Harry Potter and the Deathly Hallows does not count, unfortunately (though it did take quite a bit of time and energy, it’s not considered ‘literary’), and I struggled to put down the new fantasy novel Auralia’s Colors by Jeffrey Overstreet. (I heard him read the first chapter in Santa Fe, and I can’t wait until Christmas break to finish it!) Neither can I count my “professional” reading of crafting magazines.
I also read Dillard’s The Maytrees because I was begging for fiction, and I hope to move onto Scott Russell Sanders’ A Private History of Awe, and Reading Like a Writer. In addition, I’m expected to read The Image Journal of the Arts and Religion, and Books & Culture, which I read anyway, and Orion magazine is a favorite, filled with great writing.
My packets of writing are submitted to my faculty mentor, Leslie, and I hope to read her memoir Surviving the Island of Grace this quarter. She lives in Alaska, my school is in Seattle, and I still live north of Boston. As a freelance writer on the side, my magazine editors are in California and New York. It’s a beautiful internet world!
The next packet is due on Monday, then the final packet of this quarter is due in the first week of December. I’m still developing my topic for the critical paper.
In March, my next writing residency is on Whidbey Island, near Seattle. The guest faculty include Patricia Hampl, a notable creative nonfiction writer, and David James Duncan, one of my all-time favorite authors.

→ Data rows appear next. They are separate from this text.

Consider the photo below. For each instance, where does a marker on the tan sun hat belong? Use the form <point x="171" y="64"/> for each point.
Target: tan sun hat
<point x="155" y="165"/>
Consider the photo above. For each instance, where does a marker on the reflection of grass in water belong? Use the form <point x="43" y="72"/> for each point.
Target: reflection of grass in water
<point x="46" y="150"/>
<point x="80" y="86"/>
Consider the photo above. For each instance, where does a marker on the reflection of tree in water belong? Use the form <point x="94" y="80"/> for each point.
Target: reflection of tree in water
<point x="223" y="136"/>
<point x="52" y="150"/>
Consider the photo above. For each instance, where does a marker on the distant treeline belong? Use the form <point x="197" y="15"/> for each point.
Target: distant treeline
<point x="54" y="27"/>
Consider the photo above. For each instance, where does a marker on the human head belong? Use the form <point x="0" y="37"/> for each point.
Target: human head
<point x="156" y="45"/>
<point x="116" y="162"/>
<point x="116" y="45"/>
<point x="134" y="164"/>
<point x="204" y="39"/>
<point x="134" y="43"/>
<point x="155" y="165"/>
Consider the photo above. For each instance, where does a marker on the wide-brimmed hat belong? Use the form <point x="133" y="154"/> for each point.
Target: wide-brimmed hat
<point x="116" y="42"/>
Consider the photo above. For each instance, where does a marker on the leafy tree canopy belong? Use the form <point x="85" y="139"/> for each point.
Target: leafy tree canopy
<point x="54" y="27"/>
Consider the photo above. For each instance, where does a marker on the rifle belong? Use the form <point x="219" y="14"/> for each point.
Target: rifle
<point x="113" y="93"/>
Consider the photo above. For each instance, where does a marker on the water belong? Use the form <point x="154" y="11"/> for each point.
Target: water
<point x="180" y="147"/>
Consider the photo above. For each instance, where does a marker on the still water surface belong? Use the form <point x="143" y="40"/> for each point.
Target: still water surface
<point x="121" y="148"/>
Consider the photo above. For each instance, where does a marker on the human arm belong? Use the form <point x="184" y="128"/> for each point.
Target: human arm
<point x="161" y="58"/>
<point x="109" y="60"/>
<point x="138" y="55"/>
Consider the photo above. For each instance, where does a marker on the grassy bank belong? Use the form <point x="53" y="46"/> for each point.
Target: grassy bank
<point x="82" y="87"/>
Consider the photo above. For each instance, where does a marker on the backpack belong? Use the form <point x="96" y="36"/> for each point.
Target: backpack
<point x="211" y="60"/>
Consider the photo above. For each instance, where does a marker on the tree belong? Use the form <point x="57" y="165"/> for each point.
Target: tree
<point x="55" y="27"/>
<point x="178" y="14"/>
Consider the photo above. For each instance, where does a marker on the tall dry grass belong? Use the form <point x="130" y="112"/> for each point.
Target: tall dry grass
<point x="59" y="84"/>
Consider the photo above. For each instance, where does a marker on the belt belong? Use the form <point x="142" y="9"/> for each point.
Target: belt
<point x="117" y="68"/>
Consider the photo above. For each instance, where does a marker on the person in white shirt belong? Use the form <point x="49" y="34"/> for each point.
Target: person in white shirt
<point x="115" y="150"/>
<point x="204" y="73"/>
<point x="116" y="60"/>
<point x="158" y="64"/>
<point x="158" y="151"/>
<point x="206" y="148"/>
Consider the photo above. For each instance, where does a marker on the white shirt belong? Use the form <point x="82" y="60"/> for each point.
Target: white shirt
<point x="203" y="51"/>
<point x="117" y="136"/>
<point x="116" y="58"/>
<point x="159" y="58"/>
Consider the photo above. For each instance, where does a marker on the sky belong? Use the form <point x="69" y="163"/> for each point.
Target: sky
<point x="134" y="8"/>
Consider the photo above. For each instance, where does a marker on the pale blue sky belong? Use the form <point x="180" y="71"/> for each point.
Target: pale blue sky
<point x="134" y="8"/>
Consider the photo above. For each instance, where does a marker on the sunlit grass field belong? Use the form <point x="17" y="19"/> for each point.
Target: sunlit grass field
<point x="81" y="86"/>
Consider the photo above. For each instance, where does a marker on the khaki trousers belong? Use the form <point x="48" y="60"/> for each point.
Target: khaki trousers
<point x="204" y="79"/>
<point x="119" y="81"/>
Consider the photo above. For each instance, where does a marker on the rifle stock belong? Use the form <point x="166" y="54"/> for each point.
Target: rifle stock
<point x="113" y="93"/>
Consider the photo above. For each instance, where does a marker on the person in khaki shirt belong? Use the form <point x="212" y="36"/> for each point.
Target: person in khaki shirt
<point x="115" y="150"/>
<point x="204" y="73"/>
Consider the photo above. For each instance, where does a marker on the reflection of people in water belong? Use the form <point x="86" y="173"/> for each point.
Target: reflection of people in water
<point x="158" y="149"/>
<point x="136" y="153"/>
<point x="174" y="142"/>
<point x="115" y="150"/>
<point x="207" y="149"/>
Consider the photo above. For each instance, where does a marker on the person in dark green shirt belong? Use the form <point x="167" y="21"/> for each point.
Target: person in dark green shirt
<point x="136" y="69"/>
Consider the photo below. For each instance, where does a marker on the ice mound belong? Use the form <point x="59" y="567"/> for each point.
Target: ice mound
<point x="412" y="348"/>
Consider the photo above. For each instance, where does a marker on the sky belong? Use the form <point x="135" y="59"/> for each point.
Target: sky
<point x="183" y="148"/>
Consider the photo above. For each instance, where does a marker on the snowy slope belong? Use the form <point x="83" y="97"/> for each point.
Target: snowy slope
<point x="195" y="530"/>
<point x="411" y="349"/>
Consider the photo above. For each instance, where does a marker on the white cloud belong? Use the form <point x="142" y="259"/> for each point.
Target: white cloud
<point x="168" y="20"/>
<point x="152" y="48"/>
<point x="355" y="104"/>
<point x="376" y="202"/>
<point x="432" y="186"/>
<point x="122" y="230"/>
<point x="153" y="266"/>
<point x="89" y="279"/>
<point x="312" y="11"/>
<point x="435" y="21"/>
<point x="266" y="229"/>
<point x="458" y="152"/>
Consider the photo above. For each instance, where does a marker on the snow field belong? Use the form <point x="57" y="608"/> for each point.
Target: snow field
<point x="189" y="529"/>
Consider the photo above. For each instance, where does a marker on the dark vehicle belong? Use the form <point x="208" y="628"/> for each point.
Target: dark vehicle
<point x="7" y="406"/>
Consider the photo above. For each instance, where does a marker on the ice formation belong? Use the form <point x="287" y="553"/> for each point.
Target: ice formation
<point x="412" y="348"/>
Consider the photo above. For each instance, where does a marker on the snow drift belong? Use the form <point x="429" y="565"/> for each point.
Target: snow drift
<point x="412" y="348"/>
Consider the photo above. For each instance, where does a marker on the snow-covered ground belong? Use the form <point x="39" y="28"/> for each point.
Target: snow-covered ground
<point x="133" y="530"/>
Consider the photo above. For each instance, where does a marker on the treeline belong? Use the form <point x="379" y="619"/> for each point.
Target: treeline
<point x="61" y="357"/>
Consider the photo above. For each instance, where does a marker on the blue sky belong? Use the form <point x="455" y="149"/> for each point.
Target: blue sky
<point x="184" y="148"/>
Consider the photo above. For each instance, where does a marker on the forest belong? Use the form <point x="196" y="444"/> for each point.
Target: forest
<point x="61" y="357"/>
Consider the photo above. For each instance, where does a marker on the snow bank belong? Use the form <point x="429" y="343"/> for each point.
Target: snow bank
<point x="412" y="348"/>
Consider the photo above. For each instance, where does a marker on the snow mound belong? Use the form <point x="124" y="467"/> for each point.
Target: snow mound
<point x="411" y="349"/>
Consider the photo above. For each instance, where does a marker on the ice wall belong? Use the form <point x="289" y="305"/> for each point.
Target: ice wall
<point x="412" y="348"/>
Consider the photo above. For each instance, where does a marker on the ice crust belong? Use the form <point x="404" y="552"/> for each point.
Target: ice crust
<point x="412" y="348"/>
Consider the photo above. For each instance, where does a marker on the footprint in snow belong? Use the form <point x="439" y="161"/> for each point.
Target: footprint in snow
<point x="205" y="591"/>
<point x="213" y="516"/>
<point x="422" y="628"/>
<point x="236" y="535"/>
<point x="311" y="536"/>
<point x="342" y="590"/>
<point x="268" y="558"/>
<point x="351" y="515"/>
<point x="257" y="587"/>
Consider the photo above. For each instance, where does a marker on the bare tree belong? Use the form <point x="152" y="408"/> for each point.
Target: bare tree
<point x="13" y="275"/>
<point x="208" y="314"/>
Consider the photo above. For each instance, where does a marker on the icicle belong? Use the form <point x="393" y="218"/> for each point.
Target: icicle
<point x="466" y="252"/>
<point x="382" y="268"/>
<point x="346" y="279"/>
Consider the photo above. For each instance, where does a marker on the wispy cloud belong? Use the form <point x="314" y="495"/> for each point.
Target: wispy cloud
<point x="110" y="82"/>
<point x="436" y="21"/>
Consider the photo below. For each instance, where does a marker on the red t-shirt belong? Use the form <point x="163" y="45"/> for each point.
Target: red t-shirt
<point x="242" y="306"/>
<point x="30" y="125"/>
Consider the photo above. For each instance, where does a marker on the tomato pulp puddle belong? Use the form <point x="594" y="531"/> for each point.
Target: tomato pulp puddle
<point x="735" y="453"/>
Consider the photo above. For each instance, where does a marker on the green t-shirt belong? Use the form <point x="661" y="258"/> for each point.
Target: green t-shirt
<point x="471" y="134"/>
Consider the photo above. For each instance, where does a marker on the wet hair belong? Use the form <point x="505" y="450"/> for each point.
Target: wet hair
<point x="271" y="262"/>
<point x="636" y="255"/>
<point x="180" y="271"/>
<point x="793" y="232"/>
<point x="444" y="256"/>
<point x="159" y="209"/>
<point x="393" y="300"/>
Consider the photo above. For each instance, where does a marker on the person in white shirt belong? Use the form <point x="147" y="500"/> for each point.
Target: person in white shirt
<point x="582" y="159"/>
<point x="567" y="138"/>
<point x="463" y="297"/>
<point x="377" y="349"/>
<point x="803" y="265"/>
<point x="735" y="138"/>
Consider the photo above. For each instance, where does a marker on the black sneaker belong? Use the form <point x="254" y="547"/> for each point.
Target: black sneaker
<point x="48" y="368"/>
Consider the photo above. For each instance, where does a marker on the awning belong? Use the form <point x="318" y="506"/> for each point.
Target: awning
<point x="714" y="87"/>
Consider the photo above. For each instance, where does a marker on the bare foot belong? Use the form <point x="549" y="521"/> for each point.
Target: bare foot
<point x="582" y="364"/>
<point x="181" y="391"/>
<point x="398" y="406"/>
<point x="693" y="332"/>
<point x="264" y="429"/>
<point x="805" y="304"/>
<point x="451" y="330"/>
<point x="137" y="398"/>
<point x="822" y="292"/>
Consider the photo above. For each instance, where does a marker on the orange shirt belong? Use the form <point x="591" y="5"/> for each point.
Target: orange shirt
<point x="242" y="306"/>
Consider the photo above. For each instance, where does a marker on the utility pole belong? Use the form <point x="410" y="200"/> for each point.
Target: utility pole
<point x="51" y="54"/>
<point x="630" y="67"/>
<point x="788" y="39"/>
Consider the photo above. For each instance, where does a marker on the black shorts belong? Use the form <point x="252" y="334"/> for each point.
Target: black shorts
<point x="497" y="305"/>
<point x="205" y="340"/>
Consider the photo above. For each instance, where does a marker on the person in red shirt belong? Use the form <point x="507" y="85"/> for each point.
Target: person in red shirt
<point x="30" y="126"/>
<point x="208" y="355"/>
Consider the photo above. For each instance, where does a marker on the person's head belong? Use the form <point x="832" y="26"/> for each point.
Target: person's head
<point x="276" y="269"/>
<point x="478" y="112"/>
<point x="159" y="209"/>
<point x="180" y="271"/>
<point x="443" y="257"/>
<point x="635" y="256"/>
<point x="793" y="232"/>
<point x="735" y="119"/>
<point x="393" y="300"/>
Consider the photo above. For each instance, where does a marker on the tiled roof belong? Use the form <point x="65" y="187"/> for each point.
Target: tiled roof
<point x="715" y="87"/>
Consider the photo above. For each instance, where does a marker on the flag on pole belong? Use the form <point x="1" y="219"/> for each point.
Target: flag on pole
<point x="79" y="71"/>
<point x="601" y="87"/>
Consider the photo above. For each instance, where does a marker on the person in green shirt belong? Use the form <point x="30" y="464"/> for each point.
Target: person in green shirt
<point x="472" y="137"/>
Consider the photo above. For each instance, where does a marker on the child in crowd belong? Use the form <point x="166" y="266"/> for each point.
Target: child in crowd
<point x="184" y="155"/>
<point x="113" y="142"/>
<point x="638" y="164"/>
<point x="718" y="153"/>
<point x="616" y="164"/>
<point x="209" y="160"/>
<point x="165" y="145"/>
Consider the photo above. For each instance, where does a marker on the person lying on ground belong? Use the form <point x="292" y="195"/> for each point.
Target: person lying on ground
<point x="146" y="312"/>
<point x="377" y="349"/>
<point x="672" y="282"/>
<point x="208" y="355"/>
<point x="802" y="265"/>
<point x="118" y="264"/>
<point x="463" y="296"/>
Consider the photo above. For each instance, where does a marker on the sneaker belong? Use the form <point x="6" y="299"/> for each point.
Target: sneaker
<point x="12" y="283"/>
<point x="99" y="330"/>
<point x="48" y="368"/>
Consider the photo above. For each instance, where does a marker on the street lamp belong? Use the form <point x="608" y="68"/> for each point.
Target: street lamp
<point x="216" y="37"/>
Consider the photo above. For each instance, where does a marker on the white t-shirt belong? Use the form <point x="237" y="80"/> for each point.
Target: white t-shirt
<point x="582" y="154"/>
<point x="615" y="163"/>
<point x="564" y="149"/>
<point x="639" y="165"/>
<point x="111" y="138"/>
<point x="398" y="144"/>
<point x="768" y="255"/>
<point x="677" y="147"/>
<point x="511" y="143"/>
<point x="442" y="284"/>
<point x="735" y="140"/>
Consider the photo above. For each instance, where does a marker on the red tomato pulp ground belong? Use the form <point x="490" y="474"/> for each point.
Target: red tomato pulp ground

I’m still hoping to find a working “routine” for writing, but so far I’ve had no routine weeks! I’m still “unpacking” from a two-week sojourn to the Midwest, with children, and the coming week is filled with two special concert dates, Halloween, a second-grade Lantern Walk and one eight-year-old birthday party. Oh, and then that packet due date. Did I mention we might be ripping up the floor of our condo? After the birthday party.
Up to this past week, I’ve been madly in love with my writer’s life, and though I still am, I’m feeling the sweat on my brow, wondering how I will get this reading done. I miss writing as I did last year, and I need to re-assess that for next quarter, to make sure writing itself feels more central. But that’s all for later. For now, I read, I read, I read, and I look forward to the writing of fresh material, as soon as I get the chance to sit down without a fabulous book in my hands.
How does it feel? It feels great. It feels important and life-giving and like my life is an adventure once again. Go tilt-a-whirl, go. Dizzy, I can take.